L’impatience me ronge. Pierre poireaute depuis deux heures dans les archives du bureau. Ces murs bétonnés, couverts de dossiers poussiéreux bleutés, suintent l’humidité du soir. La clim bourdonne faiblement, glaçant ses os. Dehors, la nuit tombe sur le parking désert. J’entends l’imprimante crachoter au loin, dernier écho de la journée pro.
Sarah, sa sœur et ma collègue fanatique, a tout orchestré. Promesse d’un rdv avec moi pour le faire venir. Julie, ma frangine fluette, suit le plan. Moi, Catherine, la blonde ambitieuse en tailleur strict, je cache mon feu sous la jupe crayon. Le risque d’un vigile ou d’un collègue tardif m’excite déjà.
L’Approche : Tension électrique au bureau
On verrouille la porte des archives en hâte. Clic métallique. On enfile nos chemises blanches ouvertes comme toges, jusqu’aux fesses. Lierre improvisé des plantes du bureau dans les cheveux. Bracelets larges aux poignets. Bougies volées aux déco, allumées. Faible lueur sur nos peaux dans l’ombre.
— Tais-toi, Pierre. Tu parles quand on te le dit.

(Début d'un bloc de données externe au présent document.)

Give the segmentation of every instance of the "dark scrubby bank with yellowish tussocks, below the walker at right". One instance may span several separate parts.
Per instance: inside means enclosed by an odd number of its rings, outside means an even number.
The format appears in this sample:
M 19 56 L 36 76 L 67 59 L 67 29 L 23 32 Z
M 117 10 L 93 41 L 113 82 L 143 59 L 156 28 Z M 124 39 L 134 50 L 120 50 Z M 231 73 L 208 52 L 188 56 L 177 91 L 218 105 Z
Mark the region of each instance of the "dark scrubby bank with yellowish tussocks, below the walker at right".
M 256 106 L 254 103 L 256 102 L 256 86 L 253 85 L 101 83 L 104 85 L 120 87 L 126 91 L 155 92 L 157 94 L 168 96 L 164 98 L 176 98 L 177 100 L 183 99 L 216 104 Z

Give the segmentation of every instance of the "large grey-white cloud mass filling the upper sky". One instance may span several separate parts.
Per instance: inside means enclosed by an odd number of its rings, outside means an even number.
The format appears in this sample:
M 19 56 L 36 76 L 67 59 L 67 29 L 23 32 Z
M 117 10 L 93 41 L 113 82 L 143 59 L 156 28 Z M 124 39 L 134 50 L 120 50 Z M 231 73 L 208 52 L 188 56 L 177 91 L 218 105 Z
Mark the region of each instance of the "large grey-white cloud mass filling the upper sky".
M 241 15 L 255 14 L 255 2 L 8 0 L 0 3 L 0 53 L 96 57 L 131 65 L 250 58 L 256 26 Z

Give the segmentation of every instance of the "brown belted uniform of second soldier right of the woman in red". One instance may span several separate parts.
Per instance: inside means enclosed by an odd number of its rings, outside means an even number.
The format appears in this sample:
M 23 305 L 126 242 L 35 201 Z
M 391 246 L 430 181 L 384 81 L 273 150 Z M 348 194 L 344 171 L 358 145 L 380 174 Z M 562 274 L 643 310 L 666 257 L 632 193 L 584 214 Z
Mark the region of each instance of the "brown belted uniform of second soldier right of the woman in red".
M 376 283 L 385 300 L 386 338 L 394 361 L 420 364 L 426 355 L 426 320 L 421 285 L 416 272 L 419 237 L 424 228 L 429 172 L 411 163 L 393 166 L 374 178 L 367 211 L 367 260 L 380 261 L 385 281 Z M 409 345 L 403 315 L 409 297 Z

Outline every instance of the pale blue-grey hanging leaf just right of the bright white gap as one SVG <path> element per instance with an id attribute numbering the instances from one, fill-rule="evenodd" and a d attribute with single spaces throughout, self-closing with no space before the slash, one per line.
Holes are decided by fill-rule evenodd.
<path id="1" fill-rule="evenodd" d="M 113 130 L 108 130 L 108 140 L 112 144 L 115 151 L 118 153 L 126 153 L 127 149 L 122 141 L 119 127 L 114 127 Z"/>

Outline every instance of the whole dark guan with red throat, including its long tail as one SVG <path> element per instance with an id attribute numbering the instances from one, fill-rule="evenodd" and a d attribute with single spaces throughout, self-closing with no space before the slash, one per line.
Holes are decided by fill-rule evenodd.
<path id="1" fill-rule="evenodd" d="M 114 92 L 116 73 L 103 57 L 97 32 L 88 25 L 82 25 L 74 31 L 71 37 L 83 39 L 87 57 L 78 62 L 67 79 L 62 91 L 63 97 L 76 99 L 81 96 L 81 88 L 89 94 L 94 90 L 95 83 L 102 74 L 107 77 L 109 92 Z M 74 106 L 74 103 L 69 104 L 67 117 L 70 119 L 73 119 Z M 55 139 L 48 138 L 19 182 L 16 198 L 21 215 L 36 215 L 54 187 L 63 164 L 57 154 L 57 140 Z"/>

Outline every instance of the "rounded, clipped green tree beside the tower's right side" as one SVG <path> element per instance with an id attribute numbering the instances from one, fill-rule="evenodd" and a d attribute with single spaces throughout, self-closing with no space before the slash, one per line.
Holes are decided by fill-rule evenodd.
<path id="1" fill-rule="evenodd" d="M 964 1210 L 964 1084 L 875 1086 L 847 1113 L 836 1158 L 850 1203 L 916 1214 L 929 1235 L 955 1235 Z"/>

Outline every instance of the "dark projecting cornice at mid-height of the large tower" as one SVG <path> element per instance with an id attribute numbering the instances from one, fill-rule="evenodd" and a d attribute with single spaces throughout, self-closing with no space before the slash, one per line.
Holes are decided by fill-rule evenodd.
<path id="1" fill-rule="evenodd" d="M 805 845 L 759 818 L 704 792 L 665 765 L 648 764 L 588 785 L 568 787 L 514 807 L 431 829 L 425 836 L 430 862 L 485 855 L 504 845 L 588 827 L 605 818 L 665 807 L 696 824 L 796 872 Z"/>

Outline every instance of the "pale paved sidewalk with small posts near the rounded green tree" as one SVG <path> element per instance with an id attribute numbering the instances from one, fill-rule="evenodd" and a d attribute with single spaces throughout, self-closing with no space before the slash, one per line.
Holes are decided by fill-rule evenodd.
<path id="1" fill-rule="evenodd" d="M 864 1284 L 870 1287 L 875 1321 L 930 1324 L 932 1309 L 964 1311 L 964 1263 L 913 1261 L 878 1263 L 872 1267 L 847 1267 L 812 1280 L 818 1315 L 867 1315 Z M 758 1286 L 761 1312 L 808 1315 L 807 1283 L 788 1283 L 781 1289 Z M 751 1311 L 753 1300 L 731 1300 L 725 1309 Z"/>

Il râle, mais suit. On sort vers la salle de réunion obscure. Chemin serpentin dans les couloirs vides. Torches ? Nos lampes de bureau en cercle, posées sur les poteaux des écrans éteints. Pierre plate au milieu, pentagramme tracé au scotch blanc.
Sarah lève les bras. Incantations rauques. Feu de sauge sur la table, odeur âcre sous les néons tamisés. Gong : alarme phone trafiquée. Fruits du frigo disposés. Puis l’offrande.
On débroche nos chemises. Nues. Mes seins lourds, hanches larges luisent dorés sous les flammes LED. Julie fluette, blanche. Sarah rousse intermédiaire. On boit le whisky du minibar. Chaud au ventre.
— Déshabille-toi, Pierre !
Il résiste. On le plaque. Je déboutonne son pantalon. Son sexe pend. Excité malgré lui. Il boit. S’allonge près de la table.
L’Explosion : Je chevauche. Ma chatte rasée frotte son ventre. Chaud, humide. Langue sur son visage, épaules. Je lèche comme une bête. Pieds nus qu’il adore. Sa queue durcit. Je l’engloutis. Sucée vorace, main qui branle. Il gémit. Je pose ma fente sur sa bouche. Il aspire, titille mon clito.
Sarah s’invite. Lèche mon cul. Folle d’extase. Julie se doigte à côté, doigts fous dans sa chatte étroite.
L’Explosion : La baise sauvage sans retenue
— Laisse-moi te baiser, Catherine…
Je me cambre. Il entre. Trempé, brûlant. Coups de reins violents. Hanches claquant. Sarah dessous, langue dans sa toison.
Ombre fugitive à la vitre ? Vigile ? Adrénaline explose. Je hurle. Il se retire, choqué. Va sur Julie. Elle monte, ondule légère. Tendre va-et-vient. Seins contre torse. On jouit ensemble. Sarah et moi les caressons. Sa semence gicle en elle, coule moite sur l’herbe synthétique du sol.
Gémissements étouffés. Risque de porte qui claque.
La Disparition : Matin. Cafetière crachote. Café noir. Pierre muet, évite nos regards. Julie taquine :
— Calme ce matin, hein ?
— Pas cher payé pour un rdv avec moi. Une goutte de sang sur la sauge, et hop.
Il panique. Sarah glisse :
— Un mot, et je te tue.
Regard sombre. Je rajuste mon tailleur impeccable. Femme sérieuse. Bureau reprend. Dossiers, mails. Masque pro. Chair encore palpitante dessous. Secret scellé.